Oaktree Capital Working on Buying Quiksilver

Oaktree Capital Management, the Los Angeles–based investment firm, is ramping up its effort to buy Quiksilver Inc. out of bankruptcy.

According to Bloomberg News, Oaktree is getting ready to hire AlixPartners, a Los Angeles consultancy, to do research into the retailer’s assets and map out an operational plan. In 2014, AlixPartners advised on the merger between Jos. A. Bank Clothiers and Men’s Wearhouse.

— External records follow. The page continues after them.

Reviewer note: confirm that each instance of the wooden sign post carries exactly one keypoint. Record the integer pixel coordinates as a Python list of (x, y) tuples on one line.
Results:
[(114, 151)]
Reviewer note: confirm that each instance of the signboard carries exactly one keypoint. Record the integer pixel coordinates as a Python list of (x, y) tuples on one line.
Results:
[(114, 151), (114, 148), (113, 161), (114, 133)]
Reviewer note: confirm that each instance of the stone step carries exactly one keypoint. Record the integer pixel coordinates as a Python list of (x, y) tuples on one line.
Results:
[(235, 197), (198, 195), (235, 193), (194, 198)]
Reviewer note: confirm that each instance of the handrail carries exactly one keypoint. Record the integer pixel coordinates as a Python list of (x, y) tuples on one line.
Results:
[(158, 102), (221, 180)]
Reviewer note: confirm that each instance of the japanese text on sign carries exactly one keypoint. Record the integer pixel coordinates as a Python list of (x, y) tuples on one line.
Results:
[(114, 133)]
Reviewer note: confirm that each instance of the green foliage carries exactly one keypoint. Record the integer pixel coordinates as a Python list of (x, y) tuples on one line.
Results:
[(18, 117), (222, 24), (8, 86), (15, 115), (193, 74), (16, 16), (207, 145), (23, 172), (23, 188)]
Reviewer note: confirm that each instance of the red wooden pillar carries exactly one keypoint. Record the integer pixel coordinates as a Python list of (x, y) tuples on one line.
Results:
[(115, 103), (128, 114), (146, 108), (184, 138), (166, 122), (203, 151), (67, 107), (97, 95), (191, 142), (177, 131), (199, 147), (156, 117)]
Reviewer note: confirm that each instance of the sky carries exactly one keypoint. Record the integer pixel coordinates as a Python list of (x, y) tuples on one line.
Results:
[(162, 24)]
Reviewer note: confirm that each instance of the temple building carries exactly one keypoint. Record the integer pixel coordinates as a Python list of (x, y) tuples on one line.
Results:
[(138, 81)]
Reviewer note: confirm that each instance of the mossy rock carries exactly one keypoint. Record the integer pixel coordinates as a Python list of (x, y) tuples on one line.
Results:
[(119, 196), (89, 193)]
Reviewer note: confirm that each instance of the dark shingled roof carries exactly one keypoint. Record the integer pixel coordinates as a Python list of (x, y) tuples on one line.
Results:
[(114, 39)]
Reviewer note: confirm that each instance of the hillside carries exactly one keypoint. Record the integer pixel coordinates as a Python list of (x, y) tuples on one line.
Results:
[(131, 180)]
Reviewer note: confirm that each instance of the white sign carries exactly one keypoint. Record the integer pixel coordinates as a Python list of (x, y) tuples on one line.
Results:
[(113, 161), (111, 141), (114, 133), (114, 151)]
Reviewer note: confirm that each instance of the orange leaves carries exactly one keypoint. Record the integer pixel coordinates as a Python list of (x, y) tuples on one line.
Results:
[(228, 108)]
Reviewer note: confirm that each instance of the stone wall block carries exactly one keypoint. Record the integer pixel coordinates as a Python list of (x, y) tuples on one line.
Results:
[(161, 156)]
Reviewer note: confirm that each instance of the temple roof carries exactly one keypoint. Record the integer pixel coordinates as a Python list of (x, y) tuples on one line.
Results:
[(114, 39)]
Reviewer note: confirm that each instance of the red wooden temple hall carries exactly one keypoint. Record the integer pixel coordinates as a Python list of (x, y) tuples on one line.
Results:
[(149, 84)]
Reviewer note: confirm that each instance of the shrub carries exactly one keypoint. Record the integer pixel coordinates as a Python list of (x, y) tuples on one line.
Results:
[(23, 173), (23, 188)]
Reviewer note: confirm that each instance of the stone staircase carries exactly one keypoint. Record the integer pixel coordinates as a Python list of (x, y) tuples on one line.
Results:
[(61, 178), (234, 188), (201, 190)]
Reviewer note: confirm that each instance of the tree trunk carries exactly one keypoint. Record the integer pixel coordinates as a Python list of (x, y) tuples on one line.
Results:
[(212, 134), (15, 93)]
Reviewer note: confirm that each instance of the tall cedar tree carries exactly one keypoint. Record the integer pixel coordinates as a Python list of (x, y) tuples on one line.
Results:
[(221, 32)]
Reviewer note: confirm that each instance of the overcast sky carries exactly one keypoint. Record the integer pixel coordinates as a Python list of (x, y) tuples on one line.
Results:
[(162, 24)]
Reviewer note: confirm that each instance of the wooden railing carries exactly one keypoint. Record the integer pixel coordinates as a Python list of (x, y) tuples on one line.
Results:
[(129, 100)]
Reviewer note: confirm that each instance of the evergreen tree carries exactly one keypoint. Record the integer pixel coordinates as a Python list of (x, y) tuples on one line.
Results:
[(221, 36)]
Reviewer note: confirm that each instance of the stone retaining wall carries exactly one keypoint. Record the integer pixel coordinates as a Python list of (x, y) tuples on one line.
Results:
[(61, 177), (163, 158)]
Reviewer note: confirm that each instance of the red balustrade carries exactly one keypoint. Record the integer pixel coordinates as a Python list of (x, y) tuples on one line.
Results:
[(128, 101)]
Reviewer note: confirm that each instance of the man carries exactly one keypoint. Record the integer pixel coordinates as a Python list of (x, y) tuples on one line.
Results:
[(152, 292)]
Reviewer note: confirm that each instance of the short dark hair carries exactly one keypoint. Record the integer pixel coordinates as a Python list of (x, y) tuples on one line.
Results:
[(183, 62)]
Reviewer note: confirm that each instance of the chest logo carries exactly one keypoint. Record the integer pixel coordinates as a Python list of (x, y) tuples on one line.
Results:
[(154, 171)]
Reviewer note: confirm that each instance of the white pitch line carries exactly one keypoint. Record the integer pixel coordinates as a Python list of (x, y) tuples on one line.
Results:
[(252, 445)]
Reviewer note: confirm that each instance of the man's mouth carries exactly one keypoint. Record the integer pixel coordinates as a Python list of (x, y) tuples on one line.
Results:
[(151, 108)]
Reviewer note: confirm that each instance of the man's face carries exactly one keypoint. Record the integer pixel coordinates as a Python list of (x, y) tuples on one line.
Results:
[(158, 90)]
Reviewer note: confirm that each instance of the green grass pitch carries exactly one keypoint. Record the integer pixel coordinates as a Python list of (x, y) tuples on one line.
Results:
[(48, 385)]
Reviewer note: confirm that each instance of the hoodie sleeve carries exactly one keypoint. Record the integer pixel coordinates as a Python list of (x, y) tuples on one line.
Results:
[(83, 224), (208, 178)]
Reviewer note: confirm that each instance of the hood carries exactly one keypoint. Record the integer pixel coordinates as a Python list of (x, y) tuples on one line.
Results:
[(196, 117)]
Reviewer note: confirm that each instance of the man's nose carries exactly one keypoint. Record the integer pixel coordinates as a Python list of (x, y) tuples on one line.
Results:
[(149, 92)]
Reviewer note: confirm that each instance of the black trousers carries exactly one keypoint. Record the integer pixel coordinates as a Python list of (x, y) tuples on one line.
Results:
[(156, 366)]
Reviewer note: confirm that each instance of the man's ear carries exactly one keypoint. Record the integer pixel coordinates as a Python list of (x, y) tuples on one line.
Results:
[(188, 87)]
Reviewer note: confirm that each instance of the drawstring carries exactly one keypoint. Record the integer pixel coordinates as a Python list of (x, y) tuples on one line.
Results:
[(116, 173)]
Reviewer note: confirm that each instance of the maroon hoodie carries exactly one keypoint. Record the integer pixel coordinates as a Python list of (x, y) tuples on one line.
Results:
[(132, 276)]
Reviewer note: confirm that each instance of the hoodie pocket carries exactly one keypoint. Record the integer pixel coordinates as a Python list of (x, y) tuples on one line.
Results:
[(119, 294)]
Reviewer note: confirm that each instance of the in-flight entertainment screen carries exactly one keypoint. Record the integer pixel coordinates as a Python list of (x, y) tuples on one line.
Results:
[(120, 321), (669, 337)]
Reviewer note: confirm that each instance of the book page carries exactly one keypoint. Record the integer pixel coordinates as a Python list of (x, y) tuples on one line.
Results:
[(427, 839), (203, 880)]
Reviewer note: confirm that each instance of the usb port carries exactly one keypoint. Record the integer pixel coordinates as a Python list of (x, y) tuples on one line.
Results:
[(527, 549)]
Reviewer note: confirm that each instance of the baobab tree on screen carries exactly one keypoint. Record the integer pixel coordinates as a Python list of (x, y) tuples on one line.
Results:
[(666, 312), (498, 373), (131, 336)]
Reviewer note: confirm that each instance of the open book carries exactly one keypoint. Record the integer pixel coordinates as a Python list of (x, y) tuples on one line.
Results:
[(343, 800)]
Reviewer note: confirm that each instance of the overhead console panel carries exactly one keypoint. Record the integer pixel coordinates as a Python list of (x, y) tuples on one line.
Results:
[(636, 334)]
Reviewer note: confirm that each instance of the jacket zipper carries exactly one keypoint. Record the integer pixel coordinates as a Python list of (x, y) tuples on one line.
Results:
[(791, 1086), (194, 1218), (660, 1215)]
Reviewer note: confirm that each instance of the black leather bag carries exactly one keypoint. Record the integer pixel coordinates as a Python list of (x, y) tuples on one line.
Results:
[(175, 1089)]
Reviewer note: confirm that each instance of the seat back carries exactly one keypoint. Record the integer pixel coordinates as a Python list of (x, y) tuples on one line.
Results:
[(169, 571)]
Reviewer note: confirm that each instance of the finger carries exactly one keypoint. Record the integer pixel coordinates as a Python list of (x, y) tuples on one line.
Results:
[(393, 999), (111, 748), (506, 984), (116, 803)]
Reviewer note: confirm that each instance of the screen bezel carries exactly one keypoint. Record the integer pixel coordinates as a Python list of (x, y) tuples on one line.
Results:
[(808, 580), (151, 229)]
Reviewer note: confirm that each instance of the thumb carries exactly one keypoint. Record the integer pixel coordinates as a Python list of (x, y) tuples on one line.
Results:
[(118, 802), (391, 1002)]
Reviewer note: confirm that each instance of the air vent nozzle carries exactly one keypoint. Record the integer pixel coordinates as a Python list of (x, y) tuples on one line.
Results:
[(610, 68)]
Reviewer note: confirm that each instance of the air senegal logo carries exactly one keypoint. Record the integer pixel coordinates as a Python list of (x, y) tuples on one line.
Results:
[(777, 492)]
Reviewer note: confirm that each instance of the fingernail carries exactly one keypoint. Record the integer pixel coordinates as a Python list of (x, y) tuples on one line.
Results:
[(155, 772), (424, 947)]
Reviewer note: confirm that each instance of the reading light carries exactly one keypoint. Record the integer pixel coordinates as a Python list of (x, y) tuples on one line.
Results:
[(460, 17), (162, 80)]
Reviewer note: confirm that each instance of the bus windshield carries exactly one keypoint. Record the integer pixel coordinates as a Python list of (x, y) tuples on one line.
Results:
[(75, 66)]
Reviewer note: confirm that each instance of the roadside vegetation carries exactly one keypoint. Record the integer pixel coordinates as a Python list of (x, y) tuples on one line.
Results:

In a filing with the U.S Bankruptcy Court in Delaware on Sept. 9, documents show that the maker of brands such as Quiksilver, Roxy and DC Shoes had total debt of $826 million and $337 million in assets. In the filing, Quiksilver said about $500 million of its debt would be cut under the restructuring plan.

The bankruptcy filing does not affect Quik­silver operations in Asia or Europe.

Senior lender Oaktree Capital Management, which owns 73 percent of the company’s senior debt, will convert that to equity and take majority ownership of the company, based in Huntington Beach, Calif. Oaktree won court permission to provide $175 million in bankruptcy financing after it agreed to drop a $20 million breakup fee.

The retailer is expected to close at least 30 stores to be in a better operating position.

Quiksilver has gone through a revolving door of executives lately trying to patch up its financial problems.

Chief Executive Pierre Agnes, who months ago replaced former CEO Andy Mooney, said the bankruptcy and financing from Oaktree will allow the company to “satisfy our ongoing obligations to customers, vendors and employees” and “re-establish Quiksilver as the leader in the action-sports industry.”

The company, which has about 680 stores that sell its beach and skateboard-oriented clothes and shoes, saw its sales last year drop 13 percent, which contributed to its net loss of $309.4 million.

Last year, Quiksilver sold its licensed-apparel subsidiary Hawk Designs Inc. for $19 million.

As the financial situation got worse, cofounder Bob McKnight, who led the company for many years, returned to Quiksilver as its chairman.

While many people believed that Quiksilver’s merchandise and company plans didn’t keep up with changing consumer tastes, others cited past financial mismanagement decisions made when the U.S. economy was roaring, saddling the company with high debt that continued to plague it for years.